Physical recovery is not separate from emotional recovery’s the two often influence one another. It can be difficult to process grief when you are exhausted and to feel emotionally resilient when your body is still healing.
This is why physical recovery deserves just as much care and attention as emotional recovery.
The Nervous System, Trauma & Triggers
For many, baby loss can also be a traumatic experience and research has found significant levels of post-traumatic stress, anxiety and depression following miscarriage, ectopic pregnancy, stillbirth, and any form of baby loss, with some women continuing to experience symptoms many months after their loss.
Trauma is not defined by gestation, nor is it determined by whether someone else believes your loss was significant enough. The nervous system often responds with raised cortisol, and may enter a freeze, or fawn state, in a way of coping to what happened to you. This help’s explain why many women experience triggers after loss.
A hospital waiting room. A due date. A pregnancy announcement. Blood. A scan image. A baby aisle.
Even something as seemingly ordinary as toilet paper, or wiping after a wee.
The body remembers experiences as well as memories. These responses are not signs of weakness, and can happen long after the loss happened.
They are often signs that your mind and body are continuing to process something deeply significant.
Lactation After Loss
Another aspect of baby loss that remains under-discussed is lactation. Most people are aware that milk may come in following stillbirth or neonatal loss, but even this is not widely known or fully understood. What is less commonly discussed is that some women also report producing colostrum or breast milk following earlier pregnancy losses, particularly if they have previously breastfed.
Whilst this is less common, it can happen. For women who experience it, it can feel incredibly distressing and isolating, or for some it can feel somewhat comforting.
Not only are they grieving their baby, but their body may be producing a physical reminder of the their baby. This is one area where many women feel underprepared, often because nobody told them it was possible.
For further information:
Leeds Teaching Hospitals – Lactation Following Pregnancy or Infant Loss.
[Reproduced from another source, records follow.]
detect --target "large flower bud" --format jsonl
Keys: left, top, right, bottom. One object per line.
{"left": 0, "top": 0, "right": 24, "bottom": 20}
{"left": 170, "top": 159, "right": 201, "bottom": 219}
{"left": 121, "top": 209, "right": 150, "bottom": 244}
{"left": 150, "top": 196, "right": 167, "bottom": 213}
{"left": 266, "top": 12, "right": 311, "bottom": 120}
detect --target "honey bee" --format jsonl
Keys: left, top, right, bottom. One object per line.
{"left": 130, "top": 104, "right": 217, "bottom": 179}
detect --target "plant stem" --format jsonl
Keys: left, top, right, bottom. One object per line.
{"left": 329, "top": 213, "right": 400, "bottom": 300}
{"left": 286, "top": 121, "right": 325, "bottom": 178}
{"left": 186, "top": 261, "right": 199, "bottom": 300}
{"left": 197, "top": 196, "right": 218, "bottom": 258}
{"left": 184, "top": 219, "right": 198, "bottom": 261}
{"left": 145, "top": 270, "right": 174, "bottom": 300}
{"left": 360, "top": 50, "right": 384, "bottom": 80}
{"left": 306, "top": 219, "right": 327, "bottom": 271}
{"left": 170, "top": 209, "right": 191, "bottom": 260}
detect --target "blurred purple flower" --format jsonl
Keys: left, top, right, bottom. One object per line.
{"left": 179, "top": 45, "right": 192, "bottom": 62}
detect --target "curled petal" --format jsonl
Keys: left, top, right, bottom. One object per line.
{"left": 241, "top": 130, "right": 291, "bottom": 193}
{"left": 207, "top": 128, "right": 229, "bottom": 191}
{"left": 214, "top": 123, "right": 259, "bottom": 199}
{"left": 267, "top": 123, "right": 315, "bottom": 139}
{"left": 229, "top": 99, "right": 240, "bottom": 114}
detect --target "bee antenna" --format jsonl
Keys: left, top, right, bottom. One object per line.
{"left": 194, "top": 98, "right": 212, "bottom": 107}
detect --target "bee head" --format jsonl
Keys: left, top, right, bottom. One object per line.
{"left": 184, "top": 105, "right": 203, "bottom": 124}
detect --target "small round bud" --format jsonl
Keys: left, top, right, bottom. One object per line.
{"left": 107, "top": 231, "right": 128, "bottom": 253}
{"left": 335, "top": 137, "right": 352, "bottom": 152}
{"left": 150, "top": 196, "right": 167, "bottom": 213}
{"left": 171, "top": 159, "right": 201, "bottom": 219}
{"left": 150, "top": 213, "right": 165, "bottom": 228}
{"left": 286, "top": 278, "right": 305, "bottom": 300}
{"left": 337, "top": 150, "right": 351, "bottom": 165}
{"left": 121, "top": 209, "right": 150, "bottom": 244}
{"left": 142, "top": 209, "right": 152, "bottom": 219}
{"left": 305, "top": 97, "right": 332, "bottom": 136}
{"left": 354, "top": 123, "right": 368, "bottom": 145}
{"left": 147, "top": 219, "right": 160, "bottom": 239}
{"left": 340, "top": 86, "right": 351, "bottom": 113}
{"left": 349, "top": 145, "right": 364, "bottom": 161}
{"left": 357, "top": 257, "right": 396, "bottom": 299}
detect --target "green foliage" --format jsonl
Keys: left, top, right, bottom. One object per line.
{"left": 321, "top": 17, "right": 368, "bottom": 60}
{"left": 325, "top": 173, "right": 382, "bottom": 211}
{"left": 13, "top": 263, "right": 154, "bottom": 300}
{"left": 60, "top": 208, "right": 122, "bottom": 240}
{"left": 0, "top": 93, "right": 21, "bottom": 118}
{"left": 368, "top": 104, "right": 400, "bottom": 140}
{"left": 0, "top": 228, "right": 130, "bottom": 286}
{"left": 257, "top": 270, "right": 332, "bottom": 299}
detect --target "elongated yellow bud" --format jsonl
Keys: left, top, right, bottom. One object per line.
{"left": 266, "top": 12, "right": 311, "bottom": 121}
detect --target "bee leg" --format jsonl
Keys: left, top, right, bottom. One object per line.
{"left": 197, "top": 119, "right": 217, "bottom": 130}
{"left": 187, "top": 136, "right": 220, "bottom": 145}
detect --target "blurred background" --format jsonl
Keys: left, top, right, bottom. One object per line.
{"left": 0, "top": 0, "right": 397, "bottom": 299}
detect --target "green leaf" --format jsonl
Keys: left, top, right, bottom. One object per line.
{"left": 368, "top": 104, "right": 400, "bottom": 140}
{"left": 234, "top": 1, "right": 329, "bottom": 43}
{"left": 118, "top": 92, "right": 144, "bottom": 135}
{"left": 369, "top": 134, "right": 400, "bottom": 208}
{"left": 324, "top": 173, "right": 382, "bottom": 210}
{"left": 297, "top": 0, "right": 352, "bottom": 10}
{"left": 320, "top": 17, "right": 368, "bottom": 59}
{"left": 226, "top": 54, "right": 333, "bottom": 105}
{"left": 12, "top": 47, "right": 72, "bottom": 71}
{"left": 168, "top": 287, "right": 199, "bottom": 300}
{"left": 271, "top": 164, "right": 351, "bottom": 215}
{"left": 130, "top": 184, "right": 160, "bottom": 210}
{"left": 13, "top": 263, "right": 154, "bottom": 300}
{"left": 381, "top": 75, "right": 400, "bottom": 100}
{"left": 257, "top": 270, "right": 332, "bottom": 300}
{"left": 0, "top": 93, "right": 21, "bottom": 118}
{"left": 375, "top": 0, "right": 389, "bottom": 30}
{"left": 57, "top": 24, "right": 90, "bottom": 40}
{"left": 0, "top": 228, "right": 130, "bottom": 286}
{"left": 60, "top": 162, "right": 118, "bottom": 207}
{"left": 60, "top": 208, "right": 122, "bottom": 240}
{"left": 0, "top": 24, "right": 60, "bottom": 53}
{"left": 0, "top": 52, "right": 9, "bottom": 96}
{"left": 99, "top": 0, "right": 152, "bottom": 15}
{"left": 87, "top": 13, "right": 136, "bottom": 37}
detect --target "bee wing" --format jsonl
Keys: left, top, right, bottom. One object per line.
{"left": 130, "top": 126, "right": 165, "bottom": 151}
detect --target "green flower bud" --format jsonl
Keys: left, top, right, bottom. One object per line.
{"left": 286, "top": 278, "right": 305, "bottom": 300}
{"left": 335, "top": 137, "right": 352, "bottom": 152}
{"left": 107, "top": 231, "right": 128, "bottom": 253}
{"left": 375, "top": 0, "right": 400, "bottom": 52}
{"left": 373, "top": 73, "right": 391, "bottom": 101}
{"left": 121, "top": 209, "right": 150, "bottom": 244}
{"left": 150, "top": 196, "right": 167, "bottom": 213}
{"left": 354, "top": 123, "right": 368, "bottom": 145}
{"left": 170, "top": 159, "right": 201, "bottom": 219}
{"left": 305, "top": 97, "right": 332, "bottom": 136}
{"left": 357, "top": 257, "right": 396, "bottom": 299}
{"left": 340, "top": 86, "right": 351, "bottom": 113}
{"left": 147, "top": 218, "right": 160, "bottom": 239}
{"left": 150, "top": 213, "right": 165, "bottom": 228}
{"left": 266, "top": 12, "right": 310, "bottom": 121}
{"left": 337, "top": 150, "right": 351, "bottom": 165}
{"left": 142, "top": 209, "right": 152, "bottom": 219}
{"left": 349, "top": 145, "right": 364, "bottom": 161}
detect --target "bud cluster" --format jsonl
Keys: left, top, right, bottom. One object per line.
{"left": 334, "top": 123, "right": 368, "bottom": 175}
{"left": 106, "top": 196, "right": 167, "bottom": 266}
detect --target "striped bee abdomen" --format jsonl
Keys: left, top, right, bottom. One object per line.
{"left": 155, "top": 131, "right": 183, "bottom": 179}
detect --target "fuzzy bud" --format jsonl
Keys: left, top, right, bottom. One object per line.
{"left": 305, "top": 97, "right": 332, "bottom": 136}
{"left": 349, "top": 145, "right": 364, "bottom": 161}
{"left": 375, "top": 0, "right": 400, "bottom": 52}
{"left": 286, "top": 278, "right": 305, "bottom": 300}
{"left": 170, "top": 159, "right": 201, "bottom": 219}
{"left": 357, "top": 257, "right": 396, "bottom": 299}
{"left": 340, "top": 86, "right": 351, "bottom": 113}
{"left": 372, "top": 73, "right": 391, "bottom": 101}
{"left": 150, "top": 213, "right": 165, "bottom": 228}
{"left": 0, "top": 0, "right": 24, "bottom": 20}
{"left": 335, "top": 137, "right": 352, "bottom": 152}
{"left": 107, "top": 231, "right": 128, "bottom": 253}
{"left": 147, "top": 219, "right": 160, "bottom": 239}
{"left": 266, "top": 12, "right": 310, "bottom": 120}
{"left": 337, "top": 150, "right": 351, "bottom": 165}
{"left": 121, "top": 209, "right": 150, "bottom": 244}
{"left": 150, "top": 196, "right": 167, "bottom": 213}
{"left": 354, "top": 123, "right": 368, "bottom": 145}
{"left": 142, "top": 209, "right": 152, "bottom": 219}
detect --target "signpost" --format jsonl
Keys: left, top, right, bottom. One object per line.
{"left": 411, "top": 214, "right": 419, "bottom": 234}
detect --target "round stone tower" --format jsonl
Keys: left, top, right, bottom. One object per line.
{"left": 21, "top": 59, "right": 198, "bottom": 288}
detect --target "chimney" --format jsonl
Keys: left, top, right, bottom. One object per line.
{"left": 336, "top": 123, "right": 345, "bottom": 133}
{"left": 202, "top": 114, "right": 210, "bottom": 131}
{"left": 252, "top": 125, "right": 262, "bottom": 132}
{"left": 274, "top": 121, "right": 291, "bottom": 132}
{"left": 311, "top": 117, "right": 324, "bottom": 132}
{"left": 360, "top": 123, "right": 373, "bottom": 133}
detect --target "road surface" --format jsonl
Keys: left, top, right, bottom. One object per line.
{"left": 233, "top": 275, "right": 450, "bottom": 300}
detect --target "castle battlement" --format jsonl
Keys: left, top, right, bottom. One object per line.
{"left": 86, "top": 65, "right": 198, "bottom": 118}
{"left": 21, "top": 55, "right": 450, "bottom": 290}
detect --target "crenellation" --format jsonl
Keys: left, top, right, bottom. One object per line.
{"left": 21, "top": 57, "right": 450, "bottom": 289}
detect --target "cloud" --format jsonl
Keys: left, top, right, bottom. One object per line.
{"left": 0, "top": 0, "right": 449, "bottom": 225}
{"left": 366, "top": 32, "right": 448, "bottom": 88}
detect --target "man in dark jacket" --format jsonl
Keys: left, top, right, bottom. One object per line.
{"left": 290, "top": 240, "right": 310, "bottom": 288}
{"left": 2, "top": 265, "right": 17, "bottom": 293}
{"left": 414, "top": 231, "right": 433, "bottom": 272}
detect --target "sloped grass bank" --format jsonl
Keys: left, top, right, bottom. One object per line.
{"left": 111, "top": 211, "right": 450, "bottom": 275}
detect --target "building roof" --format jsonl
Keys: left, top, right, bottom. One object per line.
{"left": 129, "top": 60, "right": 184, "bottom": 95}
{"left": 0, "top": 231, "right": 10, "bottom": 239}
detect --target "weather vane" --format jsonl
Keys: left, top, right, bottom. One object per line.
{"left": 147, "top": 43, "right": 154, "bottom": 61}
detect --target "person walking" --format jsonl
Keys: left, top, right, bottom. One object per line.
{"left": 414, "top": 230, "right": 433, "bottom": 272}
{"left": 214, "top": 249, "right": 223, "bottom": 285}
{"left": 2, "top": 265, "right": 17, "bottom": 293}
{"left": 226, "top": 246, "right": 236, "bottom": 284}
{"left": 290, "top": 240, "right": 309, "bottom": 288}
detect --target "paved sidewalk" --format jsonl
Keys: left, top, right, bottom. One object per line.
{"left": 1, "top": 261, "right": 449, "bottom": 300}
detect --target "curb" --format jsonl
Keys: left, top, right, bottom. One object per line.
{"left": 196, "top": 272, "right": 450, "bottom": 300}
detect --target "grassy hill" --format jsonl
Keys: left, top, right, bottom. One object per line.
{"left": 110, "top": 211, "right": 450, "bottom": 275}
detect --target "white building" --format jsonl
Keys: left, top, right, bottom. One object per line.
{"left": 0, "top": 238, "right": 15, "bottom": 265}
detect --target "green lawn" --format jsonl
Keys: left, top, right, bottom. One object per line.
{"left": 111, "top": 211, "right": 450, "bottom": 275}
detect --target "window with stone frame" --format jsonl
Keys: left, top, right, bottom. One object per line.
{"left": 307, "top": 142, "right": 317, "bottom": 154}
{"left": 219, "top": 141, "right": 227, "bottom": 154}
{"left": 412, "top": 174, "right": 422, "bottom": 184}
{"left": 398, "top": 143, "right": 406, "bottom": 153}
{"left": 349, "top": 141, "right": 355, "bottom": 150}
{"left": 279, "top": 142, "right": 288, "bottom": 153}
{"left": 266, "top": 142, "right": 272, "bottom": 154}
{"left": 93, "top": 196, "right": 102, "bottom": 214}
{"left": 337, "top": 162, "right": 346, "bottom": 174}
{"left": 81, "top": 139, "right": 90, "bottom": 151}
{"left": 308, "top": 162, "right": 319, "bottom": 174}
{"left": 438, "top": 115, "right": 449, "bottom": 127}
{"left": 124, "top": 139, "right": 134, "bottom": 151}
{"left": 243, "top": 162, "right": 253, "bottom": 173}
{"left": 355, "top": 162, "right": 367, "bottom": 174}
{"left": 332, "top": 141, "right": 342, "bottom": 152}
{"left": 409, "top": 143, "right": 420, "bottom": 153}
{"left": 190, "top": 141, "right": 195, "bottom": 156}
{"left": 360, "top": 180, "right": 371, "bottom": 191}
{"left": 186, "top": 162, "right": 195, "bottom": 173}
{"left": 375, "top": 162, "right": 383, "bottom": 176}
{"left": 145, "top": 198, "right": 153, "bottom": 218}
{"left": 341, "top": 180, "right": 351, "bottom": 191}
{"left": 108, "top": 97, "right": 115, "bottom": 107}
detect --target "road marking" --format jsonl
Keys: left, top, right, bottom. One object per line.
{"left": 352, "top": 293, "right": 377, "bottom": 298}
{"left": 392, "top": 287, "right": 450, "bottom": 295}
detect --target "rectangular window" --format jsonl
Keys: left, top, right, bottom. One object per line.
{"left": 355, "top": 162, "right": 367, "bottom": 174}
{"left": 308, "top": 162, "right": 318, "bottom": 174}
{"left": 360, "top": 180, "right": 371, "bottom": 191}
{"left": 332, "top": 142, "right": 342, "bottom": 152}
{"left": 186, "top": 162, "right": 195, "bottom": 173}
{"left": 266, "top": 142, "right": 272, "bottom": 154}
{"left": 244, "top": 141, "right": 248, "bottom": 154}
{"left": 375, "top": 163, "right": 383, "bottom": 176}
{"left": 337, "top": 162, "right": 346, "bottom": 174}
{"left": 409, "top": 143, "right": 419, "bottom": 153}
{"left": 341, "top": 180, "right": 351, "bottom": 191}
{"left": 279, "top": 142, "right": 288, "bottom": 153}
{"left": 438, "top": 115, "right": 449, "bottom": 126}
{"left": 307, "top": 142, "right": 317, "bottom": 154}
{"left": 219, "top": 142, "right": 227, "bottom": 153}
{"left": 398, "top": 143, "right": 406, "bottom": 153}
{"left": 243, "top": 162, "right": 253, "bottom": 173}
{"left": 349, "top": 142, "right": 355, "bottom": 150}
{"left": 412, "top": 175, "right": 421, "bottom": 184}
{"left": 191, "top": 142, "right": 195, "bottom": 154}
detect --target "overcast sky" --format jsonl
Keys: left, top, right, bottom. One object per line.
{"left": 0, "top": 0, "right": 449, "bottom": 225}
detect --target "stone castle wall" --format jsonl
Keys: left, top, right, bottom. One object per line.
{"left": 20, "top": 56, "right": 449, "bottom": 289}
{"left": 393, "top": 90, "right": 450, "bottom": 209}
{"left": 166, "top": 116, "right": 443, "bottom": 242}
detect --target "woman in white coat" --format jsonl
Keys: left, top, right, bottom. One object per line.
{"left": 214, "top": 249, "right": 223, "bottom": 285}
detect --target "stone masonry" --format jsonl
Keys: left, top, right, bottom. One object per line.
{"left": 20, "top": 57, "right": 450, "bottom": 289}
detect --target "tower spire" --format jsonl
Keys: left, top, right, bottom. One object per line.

Why Baby Loss Can Feel So Isolating
Perhaps one of the most difficult aspects of baby loss is that it can feel simultaneously life-changing and invisible. Your world may have changed completely and yet for many women, the outside world continues as though nothing happened.
People may not have known you were pregnant, or others may minimise the significance of the loss because of gestation.
Some may simply not know what to say, or how to support. Baby loss often feels quite taboo, and yet your body knows. Your brain knows, and your heart knows.
Sometimes understanding the wider picture can be validating. Not because it removes grief, but because it helps us understand that what we are feeling makes sense and there are hormonal changes occurring alongside emotional ones. There are neurological adaptations occurring alongside heartbreak and physical recoveries occurring alongside grief.
And that the depth of what we are experiencing is not something we need to justify.
A Gentle Reminder
If you are navigating life after baby loss, please know this:
The impact of your loss is not measured by gestation. It is not measured by whether other people understand. And it is not measured by how long you grieve.
Pregnancy begins changing us in ways that are physical, hormonal, emotional and neurological. For many women, the relationship with their baby and the transition into motherhood may already have begun long before birth. Perhaps that is one reason why baby loss can feel so profound.
Your experience and grief matters. Your baby mattered.